Many people asked me why I would even contemplate buying a WWII-era airplane. (Luckily, my understanding wife was not one of them. She saw the plane. She understood.) The answer is simple. Love.
And the back of a napkin.
The first movie I remember seeing as a kid was Guy Hamilton's now-classic "Battle of Britain". I was five years old, my father was in the United States Air Force, and I lost my heart to airplanes painted with British roundels saving the world.
While some people claim the Spitfire is the most beautiful airplane ever created, those people are wrong. The most beautiful airplane ever to fly is the de Havilland Mosquito. Conceived on the back of a napkin by designer Geoffrey de Havilland in the late 1930's, the Mosquito became the fastest, most versatile, and safest aircraft in the British arsenal.
The Chipmunk was designed by de Havilland's Canadian division at the end of the war as a trainer. It went on to become the first airplane that tens of thousands of British, Canadian, Australian, Portuguese, and Swedish pilots flew. Looking at the design, you can see it is a direct descendant of the Mosquito. Look at the fuselage and tail on this red one; it's lifted straight from the Mosquito. (BTW, this red Chipmunk is the actual plane in which Prince Charles learned to fly during his time in the RAF.)

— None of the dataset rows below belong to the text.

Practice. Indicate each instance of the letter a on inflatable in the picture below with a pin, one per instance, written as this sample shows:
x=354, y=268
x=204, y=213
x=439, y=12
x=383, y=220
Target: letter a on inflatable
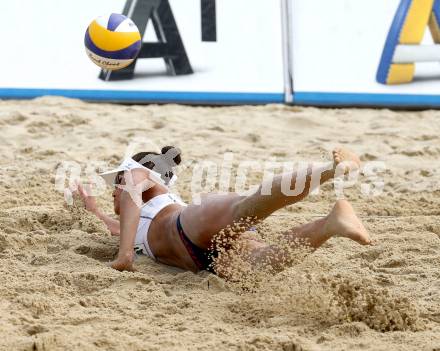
x=402, y=47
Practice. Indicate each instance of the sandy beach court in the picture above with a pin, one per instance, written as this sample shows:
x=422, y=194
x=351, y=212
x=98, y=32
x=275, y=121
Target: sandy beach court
x=57, y=293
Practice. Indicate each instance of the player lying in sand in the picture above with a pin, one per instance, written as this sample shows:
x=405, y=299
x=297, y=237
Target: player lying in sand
x=160, y=225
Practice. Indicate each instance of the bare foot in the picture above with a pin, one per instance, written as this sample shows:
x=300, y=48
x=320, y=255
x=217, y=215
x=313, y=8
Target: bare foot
x=347, y=159
x=342, y=221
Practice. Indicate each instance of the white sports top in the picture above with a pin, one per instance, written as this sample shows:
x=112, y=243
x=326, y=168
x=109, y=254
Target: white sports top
x=148, y=211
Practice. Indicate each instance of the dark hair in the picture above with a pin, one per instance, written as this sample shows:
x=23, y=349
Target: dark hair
x=162, y=163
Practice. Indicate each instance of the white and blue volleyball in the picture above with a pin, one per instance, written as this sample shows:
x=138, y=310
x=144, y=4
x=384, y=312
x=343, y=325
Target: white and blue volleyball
x=113, y=42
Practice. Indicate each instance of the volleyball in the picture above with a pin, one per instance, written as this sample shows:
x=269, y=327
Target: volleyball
x=112, y=42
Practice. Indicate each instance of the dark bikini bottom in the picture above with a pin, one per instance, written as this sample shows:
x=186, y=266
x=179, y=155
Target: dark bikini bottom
x=204, y=259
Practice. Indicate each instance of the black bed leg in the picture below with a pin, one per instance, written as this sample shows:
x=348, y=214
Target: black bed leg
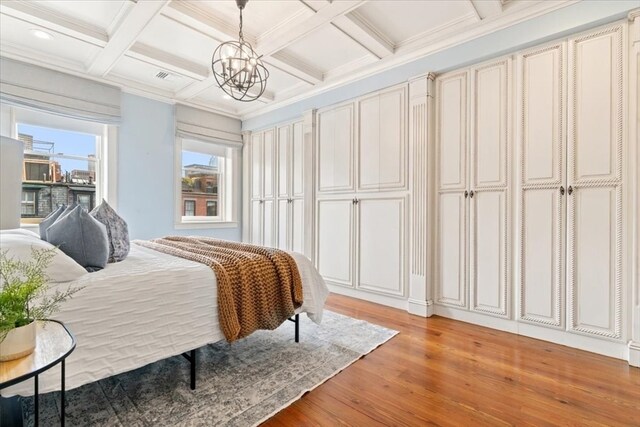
x=193, y=369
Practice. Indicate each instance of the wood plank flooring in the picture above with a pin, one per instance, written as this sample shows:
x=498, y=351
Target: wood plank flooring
x=443, y=372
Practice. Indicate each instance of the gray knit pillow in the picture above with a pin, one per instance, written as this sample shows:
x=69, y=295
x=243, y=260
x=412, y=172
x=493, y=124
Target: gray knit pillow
x=49, y=220
x=82, y=237
x=117, y=231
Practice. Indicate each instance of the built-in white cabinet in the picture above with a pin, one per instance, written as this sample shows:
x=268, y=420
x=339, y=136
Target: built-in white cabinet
x=362, y=195
x=571, y=184
x=290, y=182
x=473, y=154
x=263, y=203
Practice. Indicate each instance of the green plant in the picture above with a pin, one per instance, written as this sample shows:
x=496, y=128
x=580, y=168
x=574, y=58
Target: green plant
x=24, y=290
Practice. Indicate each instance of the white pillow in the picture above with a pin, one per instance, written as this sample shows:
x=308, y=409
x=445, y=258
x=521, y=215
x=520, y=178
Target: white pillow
x=62, y=267
x=22, y=231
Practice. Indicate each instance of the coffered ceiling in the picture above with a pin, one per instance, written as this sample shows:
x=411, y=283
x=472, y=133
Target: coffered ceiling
x=163, y=48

In other words, it is beautiful — sketched on the back-of-the-napkin beautiful, if you get my meaning. And to those who learned to fly in the Chipmunk, that beauty is much more than skin deep; pilots who know it claim the Chipmunk is the sweetest flying airplane ever made.
So how come I said no? Good question. I'm still torturing myself. The next day the plane was gone, purchased by a more dedicated Chipmunk fan from Reno. Now that bird has flown. But I keep my eyes open for the next to fly along.